Dans ces conditions, il a lieu de faire droit à la demande du salarié pour la somme de 14 863,88€ brut, augmentée des congés payés afférents.
Sur les dommages et intérêts pour non-paiement des salaires :
Il n’est pas démontré que le défaut du paiement du salaire soit à l’origine d’un préjudice distinct de celui réparé par les dispositions de l’article L. 1231-6 du code civil.
[D] [N] sera donc débouté de sa demande.
Sur la rupture du contrat de travail :
Lorsqu’un salarié prend acte de la rupture de son contrat de travail en raison de faits qu’il reproche à son employeur, cette rupture produit les effets soit d’un licenciement sans cause réelle et sérieuse si les faits invoqués la justifiaient soit, dans le cas contraire, d’une démission.
Il appartient donc à la cour de vérifier si les faits invoqués par le salarié sont établis et, dans l’affirmative, s’ils caractérisent un manquement suffisant de l’employeur à ses obligations pour que la rupture produise les effets d’un licenciement sans cause réelle et sérieuse.
En l’espèce, la rupture du contrat de travail résultant d’un manquement de l’employeur à son obligation contractuelle de payer au salarié la rémunération qui lui est due s’analyse en un licenciement sans cause réelle et sérieuse.
En l’absence de transfert du contrat de travail, compte tenu du fait que le salarié se prévaut d’une relation de travail avec la SARL Only B depuis le 1er octobre 2020, l’ancienneté du salarié était inférieure à 8 mois.

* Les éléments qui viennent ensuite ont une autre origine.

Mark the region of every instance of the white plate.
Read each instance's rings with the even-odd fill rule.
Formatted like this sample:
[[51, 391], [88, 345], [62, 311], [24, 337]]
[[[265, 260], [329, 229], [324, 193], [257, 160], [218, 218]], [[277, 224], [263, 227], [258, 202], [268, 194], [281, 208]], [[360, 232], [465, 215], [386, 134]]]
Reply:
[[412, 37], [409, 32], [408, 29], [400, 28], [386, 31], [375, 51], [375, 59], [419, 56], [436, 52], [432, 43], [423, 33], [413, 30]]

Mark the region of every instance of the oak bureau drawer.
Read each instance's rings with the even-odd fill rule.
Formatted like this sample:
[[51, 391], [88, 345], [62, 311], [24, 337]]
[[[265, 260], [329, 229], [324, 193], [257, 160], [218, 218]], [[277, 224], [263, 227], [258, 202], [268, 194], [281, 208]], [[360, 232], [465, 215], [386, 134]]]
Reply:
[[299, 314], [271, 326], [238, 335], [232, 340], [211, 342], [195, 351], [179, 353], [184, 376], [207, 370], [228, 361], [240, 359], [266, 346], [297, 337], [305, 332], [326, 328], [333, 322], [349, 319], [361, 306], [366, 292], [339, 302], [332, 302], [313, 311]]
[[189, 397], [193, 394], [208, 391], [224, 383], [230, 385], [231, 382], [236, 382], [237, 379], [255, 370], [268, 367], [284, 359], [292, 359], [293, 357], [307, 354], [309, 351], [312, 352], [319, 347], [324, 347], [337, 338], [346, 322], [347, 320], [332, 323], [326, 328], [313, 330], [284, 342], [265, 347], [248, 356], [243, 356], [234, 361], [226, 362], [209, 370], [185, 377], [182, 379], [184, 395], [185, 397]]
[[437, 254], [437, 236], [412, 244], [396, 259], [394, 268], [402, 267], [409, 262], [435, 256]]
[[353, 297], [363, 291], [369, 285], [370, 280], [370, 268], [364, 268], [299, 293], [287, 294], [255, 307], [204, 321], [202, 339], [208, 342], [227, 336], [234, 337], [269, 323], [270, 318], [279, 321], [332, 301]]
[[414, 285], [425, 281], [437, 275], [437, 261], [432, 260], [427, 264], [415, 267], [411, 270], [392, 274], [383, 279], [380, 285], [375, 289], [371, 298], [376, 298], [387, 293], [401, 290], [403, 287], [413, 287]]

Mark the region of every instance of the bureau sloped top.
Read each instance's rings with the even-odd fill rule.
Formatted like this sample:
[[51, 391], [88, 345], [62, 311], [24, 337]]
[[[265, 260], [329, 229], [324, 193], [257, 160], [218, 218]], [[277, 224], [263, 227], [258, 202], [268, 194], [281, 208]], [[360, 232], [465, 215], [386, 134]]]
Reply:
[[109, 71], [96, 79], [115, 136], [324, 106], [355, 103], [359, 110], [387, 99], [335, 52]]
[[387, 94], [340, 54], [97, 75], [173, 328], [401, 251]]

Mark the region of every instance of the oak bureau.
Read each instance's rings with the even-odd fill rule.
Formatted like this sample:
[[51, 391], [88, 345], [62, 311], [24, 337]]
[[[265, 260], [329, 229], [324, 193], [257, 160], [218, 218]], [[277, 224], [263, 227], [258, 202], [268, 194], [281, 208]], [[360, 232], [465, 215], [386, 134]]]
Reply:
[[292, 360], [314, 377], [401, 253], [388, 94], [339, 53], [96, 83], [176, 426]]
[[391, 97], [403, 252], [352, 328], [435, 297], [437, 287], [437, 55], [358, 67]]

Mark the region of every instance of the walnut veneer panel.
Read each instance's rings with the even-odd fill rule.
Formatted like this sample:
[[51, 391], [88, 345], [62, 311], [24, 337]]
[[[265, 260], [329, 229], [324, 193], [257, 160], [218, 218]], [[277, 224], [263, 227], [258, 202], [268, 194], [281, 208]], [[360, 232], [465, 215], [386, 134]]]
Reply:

Dans ces conditions, il ne peut qu’être débouté de sa demande d’indemnité de licenciement en application de l’article L. 1234-9 du code du travail.
Par ailleurs, conformément à l’article L. 1234-1 du code du travail, il ne peut prétendre qu’à une indemnité compensatrice de préavis égale à un mois de salaire, soit la somme de 1 876€ brut, au regard du montant figurant sur la seule fiche de paie de cet employeur, augmentée des congés payés afférents.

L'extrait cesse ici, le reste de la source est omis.